Избранник - Манн Томас - Страница 51
- Предыдущая
- 51/58
- Следующая
С мучительной тревогой взирал Либерии на грешника с камня, и я сомневаюсь в том, что озабоченность Проба при виде сидевшего перед ним на скамейке папы значительно уступала озабоченности его друга-прелата. Его душа была также полна тайного страха за представительство, тем более, что он взял на себя большую ответственность и, по-христиански себя испытывая, задавался теперь вопросом, не вызвано ли его смелое поведенье гордыней, то есть гордостью тем, что чудесные розы явились в видении только ему. Впрочем, я отлично вижу, что смущенье плывущих по озеру отражается и на лицах моих читателей. Один только я, рассказчик, знающий все наперед, совершенно невозмутим и спокоен, ибо мне-то известно, сколь простым и естественным образом, еще в пути, разрешилась эта дилемма, это противоречие между безобразной наружностью карлика и высоким саном, ему назначенным, так что не прошло и двух часов, как, к великому удовлетворению и успокоению римлян, с ними в лодке сидело уже не взъерошенное, окостеневшее и косматое дитя природы, а привлекательный, хорошо сложенный человек лет сорока, и даже длинные черные волосы и густая черная борода не могли уже скрыть благообразия его лика.

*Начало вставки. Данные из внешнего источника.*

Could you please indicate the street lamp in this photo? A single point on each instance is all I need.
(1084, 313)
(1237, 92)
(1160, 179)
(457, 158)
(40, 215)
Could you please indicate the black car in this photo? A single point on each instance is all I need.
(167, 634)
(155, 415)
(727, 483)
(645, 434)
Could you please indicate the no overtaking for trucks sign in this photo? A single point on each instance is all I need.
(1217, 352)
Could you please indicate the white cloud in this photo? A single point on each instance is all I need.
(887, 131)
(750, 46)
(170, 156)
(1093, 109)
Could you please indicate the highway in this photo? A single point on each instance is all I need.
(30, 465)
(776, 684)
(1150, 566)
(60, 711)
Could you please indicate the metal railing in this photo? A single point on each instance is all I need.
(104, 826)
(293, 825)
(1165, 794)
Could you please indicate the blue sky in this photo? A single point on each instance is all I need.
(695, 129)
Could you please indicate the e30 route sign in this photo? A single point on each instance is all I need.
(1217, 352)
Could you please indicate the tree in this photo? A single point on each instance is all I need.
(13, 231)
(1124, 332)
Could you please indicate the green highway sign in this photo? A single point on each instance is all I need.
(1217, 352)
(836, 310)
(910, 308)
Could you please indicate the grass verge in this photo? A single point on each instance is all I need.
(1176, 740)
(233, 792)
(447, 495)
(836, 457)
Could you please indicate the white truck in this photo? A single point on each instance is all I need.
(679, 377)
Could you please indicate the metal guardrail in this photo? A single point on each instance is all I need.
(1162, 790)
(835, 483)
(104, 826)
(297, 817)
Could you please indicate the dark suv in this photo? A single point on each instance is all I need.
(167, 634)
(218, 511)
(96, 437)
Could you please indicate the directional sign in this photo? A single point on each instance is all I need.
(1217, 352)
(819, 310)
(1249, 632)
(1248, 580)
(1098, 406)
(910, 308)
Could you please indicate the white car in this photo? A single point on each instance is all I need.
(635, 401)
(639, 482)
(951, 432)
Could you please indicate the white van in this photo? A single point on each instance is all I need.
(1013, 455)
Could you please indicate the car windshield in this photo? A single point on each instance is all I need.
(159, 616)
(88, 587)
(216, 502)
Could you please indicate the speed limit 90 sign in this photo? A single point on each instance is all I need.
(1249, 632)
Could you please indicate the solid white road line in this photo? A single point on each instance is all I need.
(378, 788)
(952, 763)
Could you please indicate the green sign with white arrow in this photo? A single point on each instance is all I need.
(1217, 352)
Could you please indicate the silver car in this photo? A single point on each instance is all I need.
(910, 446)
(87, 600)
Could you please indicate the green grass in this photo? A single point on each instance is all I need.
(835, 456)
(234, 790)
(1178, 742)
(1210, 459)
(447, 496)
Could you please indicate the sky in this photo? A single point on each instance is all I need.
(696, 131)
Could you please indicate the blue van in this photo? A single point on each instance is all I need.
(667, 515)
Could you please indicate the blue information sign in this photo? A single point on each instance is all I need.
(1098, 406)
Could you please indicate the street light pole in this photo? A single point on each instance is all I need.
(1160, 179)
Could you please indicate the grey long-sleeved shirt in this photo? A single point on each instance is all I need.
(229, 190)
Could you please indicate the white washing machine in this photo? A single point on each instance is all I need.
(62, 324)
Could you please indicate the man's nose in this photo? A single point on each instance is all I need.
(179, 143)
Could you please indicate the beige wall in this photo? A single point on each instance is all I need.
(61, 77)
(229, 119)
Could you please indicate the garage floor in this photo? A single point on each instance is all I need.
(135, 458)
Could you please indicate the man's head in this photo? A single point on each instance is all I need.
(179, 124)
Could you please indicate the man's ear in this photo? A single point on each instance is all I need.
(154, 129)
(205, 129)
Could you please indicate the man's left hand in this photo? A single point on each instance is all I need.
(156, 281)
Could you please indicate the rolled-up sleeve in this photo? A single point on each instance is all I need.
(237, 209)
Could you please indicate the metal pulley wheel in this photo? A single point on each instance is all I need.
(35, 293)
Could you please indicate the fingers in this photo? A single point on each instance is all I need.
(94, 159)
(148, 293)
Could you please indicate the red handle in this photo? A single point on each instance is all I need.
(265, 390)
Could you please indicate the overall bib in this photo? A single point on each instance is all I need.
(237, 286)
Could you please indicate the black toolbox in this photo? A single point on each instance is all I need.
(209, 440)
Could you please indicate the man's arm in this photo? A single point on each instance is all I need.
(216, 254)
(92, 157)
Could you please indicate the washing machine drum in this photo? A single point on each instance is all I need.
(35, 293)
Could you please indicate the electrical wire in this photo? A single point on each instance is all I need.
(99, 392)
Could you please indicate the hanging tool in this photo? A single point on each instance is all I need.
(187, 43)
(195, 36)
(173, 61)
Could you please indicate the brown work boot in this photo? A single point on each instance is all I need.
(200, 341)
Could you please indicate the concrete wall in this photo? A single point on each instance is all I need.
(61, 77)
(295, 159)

Как произошла эта перемена? Поистине, ничего не могло быть проще и вместе с тем непонятнее. После семнадцатилетнего пребывания у старой материнской груди земли достаточно было одного лишь прикосновения высшей пищи к губам Грегориуса, чтобы вновь приобщить питомца скалы к возмужавшему человечеству. Весьма вероятно, что сама природа заморыша к тому стремилась. «Мне хочется есть и пить», — сказал он, как только перевозчик взмахнул веслами, и, к стыду своему сообразив, что они от смущенья забыли даже его накормить, римляне уделили ему из имевшихся в лодке запасов вина и пшеничного хлеба. Он вкусил хлеба, испил вина, и в этот же миг началось то тихое, постепенное, неторопливое, я бы сказал, неприметное превращенье, право же, вовсе не удивившее и не испугавшее его свидетелей, которое возвращает нам Григорса, воспитанника аббата «Agonia Dei» и победителя в бою с драконом, Григорса зрелой поры, так что нам остается лишь пожелать, чтобы бритва и ножницы поскорее убрали с его головы обильные космы и дали нам снова ясно увидеть знакомое лицо, строгое повторение пленительных черт Сибиллы и Вилигиса.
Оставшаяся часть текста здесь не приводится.